「介護」というこの仕事に転職してから

はや10ヶ月が過ぎた。


他人のおむつ交換などをしなければならない

この仕事に、自分自身が就くことになるなんて、

以前は全く想像もしておらず、

「仕事にしている人は偉いなぁ。私には絶対無理」

と思っていた。

そう、“旦那が病気”という事態に陥らなければ

決して就かなかったと思う。


介護の経験も知識も全く無かった私は

本当に初めのうちは体力的にも精神的にも

「ゲゲゲ~ッ」、たったが、

今では仕事にも慣れ、

結構楽しく仕事をこなしている。

そう、ここでは仕事仲間に恵まれている、と思う。


この仕事に就く前、本当は事務系の仕事に

人の紹介で就いていた。

パソコン入力を主とする仕事自体は良いのだが、

一秒たりとも時間は無駄にはするな、

という職場のピリピリした雰囲気が私には合わず、

結局、正社員になる前にとそこは辞した。


そこに比べ、ここでは体力仕事だが、

雑談で大いに盛り上がったり、人間性がある。

そのキャラクターで、周囲を爆笑させ、和ませるSさん、

いつも優しいTさん、とっても真面目で良い子のトミー、

かっこよくて優しいT君・・・

同じ病棟のケアだけでも15人いるが、

その中でも、スズちゃんとムーミンK君は

特に話が弾むので、私のお気に入り。

スズちゃん達とシフトが一緒なら、ウキウキしてくる。


例えば、

患者さんから、蛍光灯で飛び回るカメムシが気になる、

と言われたある時の事。

ムーミンT君、椅子に乗って

カメムシを捕まえようとするが飛び回って無理。

そこで「カ~メ~ハ~メ~ハーッ!!と私が

ポーズをつけると、

「ガシャーン!! パリパリパリ…」

とT君すかさず蛍光灯が割れる音をつける。

「一体貴方たちは何をしているんです!?

と私が総師長さんの真似をすると、

「すいません。
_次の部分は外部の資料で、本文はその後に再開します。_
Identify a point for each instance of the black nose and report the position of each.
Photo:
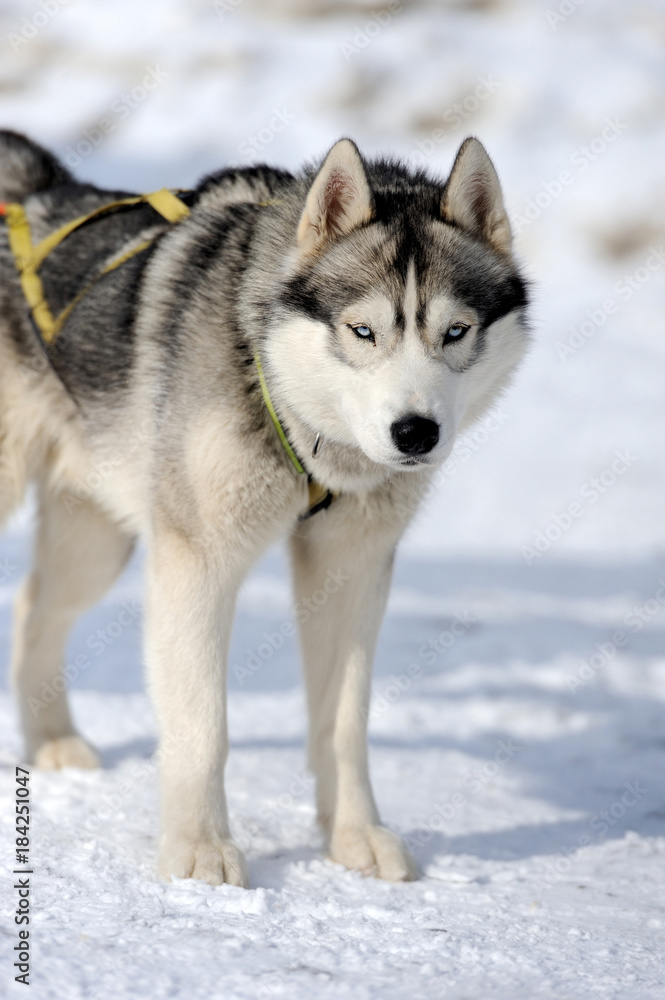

やってみたらでちゃったもんで…」

とT君は私の真似。

そして二人で

「カメハメハが本当に使えたらいいのにね。」

と溜息。

・・・なんて会話を楽しんでいる。


という事で、楽しんで仕事をしている今では、

体力もついたし、ここで覚えた仕事は

旦那の介護に生かされるし、

この仕事に就いて、ホント良かったと思う今日この頃。